It’s possible to externalize the schema into its proper file on HDFS and use it :

TBLPROPERTIES ('avro.schema.url' = '/user/flume/Order.avsc');

You can generate the schema if you don’t have it (if it’s generated on the fly by the code with some Scala macros for instance):

$ java -jar avro-tools-1.7.7.jar getschema events.avro > Order.avsc
$ hdfs dfs -put Order.avsc /user/flume/

ERR: Long schemas

If you have a looong schema, therefore a long query, you could end up with this error:

FAILED: Execution Error, return code 1 from org.apache.hadoop.hive.ql.exec.DDLTask.
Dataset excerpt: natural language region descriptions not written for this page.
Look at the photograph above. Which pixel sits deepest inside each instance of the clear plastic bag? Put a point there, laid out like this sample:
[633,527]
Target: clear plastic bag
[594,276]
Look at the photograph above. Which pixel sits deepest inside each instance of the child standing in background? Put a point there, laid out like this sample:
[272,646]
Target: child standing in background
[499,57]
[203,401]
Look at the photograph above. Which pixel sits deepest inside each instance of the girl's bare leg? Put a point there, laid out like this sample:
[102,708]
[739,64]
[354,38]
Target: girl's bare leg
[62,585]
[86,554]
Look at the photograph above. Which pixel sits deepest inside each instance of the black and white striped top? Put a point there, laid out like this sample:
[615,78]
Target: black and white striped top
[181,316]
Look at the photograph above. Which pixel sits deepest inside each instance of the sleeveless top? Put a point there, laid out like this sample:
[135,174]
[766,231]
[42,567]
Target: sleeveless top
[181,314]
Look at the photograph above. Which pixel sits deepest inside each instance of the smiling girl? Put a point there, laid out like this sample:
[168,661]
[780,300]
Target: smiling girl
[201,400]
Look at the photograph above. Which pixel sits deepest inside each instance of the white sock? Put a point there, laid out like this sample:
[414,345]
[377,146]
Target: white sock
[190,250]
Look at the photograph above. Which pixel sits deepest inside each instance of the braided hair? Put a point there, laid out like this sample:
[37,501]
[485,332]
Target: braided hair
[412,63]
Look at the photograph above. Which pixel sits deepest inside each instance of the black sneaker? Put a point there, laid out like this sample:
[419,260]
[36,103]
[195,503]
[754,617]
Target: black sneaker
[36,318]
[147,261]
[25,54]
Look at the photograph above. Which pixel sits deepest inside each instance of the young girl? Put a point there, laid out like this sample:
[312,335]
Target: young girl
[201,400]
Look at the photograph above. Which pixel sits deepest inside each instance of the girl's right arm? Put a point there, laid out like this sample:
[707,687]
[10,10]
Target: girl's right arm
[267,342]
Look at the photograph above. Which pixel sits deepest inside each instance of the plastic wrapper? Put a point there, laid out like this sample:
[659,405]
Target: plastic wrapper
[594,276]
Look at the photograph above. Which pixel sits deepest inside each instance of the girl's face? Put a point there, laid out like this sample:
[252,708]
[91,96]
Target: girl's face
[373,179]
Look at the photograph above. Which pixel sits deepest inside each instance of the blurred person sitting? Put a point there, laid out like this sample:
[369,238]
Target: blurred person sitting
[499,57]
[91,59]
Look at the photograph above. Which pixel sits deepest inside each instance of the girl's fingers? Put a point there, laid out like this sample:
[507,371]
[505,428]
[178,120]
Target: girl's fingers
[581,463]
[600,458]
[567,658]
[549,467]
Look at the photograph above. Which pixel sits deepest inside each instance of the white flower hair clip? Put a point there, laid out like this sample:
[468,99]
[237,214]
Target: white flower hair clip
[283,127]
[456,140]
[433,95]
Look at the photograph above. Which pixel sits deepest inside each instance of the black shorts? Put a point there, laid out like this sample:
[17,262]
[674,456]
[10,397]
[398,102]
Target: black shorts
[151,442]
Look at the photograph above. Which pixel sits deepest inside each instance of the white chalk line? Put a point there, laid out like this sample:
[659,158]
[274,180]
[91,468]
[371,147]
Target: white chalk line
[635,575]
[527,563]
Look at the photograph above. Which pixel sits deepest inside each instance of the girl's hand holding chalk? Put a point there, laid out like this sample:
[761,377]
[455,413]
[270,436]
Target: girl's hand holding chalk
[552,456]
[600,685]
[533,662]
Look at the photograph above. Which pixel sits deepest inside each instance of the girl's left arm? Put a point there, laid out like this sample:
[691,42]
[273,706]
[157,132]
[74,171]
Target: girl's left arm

MetaException(message:javax.jdo.JDODataStoreException: Put request failed : INSERT INTO “TABLE_PARAMS” (“PARAM_VALUE”,”TBL_ID”,”PARAM_KEY”) VALUES (?,?,?)
org.datanucleus.store.rdbms.exceptions.MappedDatastoreException: INSERT INTO “TABLE_PARAMS” (“PARAM_VALUE”,”TBL_ID”,”PARAM_KEY”) VALUES (?,?,?)
Caused by: org.postgresql.util.PSQLException: ERROR: value too long for type character varying(4000)

You must use an external schema in this case, your query is too long.

If you’re using a UI like Hue to do the query, and notice some weird things, use the hive shell, the error will be properly displayed, Hue won’t.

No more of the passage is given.